Zonder iets te zeggen stond ik op en liep naar buiten. Ik stak een sigaret op, nam een hijs en keek omhoog naar de helderblauwe lentelucht. Het weer was goed die dag, de zon verblinde lichtelijk mijn ogen en normaal gesproken moest dit mijn humeur verbeteren. Maar wederom… voelde ik niets. 

De drang om te gaan drinken was ook sterker dan normaal. Ik keek op mijn mobiel, het was pas iets voor 11 in de ochtend. In mijn hoofd schold ik de tijd uit en maakte stilzwijgend de overweging om toch te gaan drinken. 

Want was tijd nou? 

Het was een menselijk concept. 

Het was ook een menselijk concept om niet te drinken in de ochtend. 

Alles was relatief. 

Tijd, drinktijden, het leven. 

Moest ik mij per se aan die concepten houden, aan de regels die mij werden opgelegd waar ik maar stilletjes aan moest voldoen? Ik voelde mij simpelweg geen mens meer dus golden die menselijke concepten dan nog wel voor mij? 

Godver. 

Ik nam opnieuw een hijs, draaide om en keek naar Katie. Ze merkte direct mijn blik op en gunde mij een van haar magische glimlachen.

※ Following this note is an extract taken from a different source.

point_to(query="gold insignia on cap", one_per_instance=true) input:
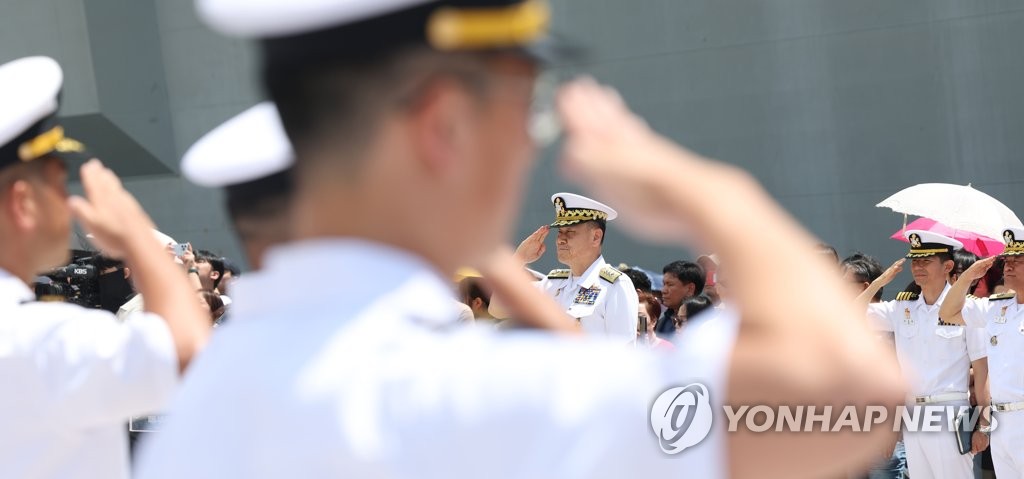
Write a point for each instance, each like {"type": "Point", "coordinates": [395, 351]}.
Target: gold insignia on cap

En toen was de keuze gemaakt. Ik moest niet gaan drinken. Niet nu. Fuck die concepten, de regels en de menselijkheid. Dat maakte allemaal niets meer uit. Ik moest het voor haar doen, voor die lach en haar geluk. Ik moest kosten wat het kost onze houdbaarheidsdatum zo lang mogelijk uitstellen want Katie, de magische wonderschone Katie, was het enige op de aarde wat mij nog deed voelen. 

Wat mij menselijk maakte. 

En dat moest ik koesteren, ik moest het beschermen met al mijn kracht en als het uiteindelijk nodig was…. met mijn leven.